During data preprocessing, I have the task of eliminating all empty values from an input JSON. This includes removing empty arrays []
, empty objects {}
, and various forms of empty strings like ""
, " "
, and "\t"
. Additionally, I need to recursively trim all whitespaces from strings, even if they serve as object keys. To achieve this, I devised a solution using jq 1.6 along with a customized walk()
function. While this setup works fine, I am seeking ways to enhance the performance of my query, especially in terms of CPU utilization. Currently, I execute it through executeScript on a cluster of 10 nodes, each equipped with 4 CPUs and 16GB of RAM, where CPU usage seems to be the bottleneck rather than memory.
jq 'walk(
if type == "string" then
(sub("^[[:space:]]+"; "") | sub("[[:space:]]+$"; "") | if . == "true" then . |= true else . end | if . == "false" then . |= false else . end)

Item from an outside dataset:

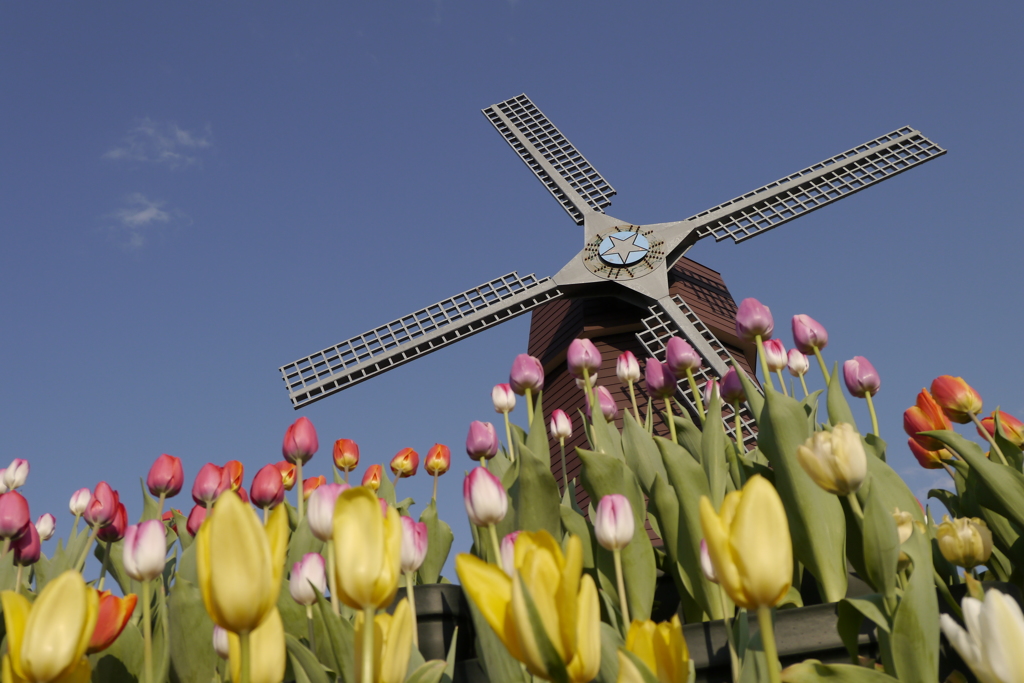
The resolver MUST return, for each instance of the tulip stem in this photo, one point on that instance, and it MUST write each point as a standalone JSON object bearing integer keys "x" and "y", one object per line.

elif type == "object" then
with_entries(select(.value | IN("",null, [], {}) | not) | .key |= sub("^[[:space:]]+"; "") | .key |= sub("[[:space:]]+$"; "") |select(.key | IN("") | not ))
elif type == "array" then
map(select(. | IN("",null, [], {}) | not))
else . end)'
This is my current approach. I also convert "true"
to boolean true
and "false"
to boolean false
. Are there any apparent optimizations that can be made to the query?
While I did consider implementing the entire process in JavaScript or Groovy, I found that jq handles recursive processing of nested JSON objects elegantly, saving me from reinventing the wheel. However, I am open to exploring JavaScript or Groovy implementations if significant enhancements cannot be achieved within the jq query.